Engagierter Jurist, desillusionierter Soldat - Henry Mahler hat nach Kriegsende nicht wirklich die Kurve gekriegt und trudelte in den letzten Jahren eher so durchs Leben. Da bekommt er aber durch einen Anwalt die Chance seines Lebens. Als Privatermittler soll er einen brisanten Fall übernehmen, der viel Staub aufwirbeln könnte.

Oswald Lassally ist nach langem Exil in Südamerika nach Deutschland zurückgekehrt, um in Hamburg wieder Fuß zu fassen und seinen Frieden zu finden. Er möchte in erster Linie wissen, ob der Tod seines Vaters wirklich ein Selbstmord war. Das herauszufinden ist Henrys Aufgabe, die sich schon bald als brandgefährlich erweist, denn alte Netzwerke aus der Nazi-Zeit sind unzerstört.


Die eigentliche Handlung spielt im Jahr 1950, also kurz nach der Gründung der Bundesrepublik Deutschland. Wie auch heute nicht mehr verschwiegen wird: Viele ehemalige Mitläufer und Anhänger der Nazis sind in hohen Positionen in Verwaltung und Justiz verblieben oder haben sich im Laufe des Dritten Reiches am Hab und Gut anderer bereichern können.

Der Autor stützt diesen Teil der Geschichte auf wahre Grundlagen, sind doch Oswald Lassally und seine Familie historische Personen.
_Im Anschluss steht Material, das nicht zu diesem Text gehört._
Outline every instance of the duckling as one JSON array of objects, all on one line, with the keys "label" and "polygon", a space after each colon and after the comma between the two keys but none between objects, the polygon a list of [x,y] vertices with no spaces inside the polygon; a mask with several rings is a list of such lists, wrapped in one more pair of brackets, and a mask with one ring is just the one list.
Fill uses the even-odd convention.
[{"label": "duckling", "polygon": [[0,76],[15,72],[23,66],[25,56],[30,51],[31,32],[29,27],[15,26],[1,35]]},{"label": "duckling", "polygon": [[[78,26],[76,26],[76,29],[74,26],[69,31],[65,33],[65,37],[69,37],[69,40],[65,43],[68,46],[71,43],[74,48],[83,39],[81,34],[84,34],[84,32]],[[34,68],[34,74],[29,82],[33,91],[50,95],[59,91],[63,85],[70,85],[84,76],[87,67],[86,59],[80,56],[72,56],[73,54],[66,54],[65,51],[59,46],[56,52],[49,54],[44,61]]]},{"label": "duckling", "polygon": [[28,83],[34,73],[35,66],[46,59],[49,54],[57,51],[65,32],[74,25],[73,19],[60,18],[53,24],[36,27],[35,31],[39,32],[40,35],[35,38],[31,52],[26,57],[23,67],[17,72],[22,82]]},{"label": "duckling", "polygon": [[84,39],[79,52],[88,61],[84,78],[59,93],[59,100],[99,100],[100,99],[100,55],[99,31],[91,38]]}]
Damit ist all das, was dieser Mann erlebt, auch wahr, wurde nur in eine spannende Handlung verpackt, die in Rückblenden immer wieder aufbereitet, was Juden, aber auch Systemkritikern schon seit dem Anfang der 1930er Jahre blühte.

Das wird lebendig und glaubwürdig beschrieben, manche Details sind dabei auch noch erschreckend aktuell.

Henry Mahler ist die Figur, die alles zusammenhält. Traumatisiert und vom Leben enttäuscht beginnt er zunächst eher unwillig zu ermitteln, taut aber mehr und mehr durch das Beispiel von Oswald und seiner Frau Hertha auf, die sich von der Vergangenheit nicht länger niederdrücken lassen wollen.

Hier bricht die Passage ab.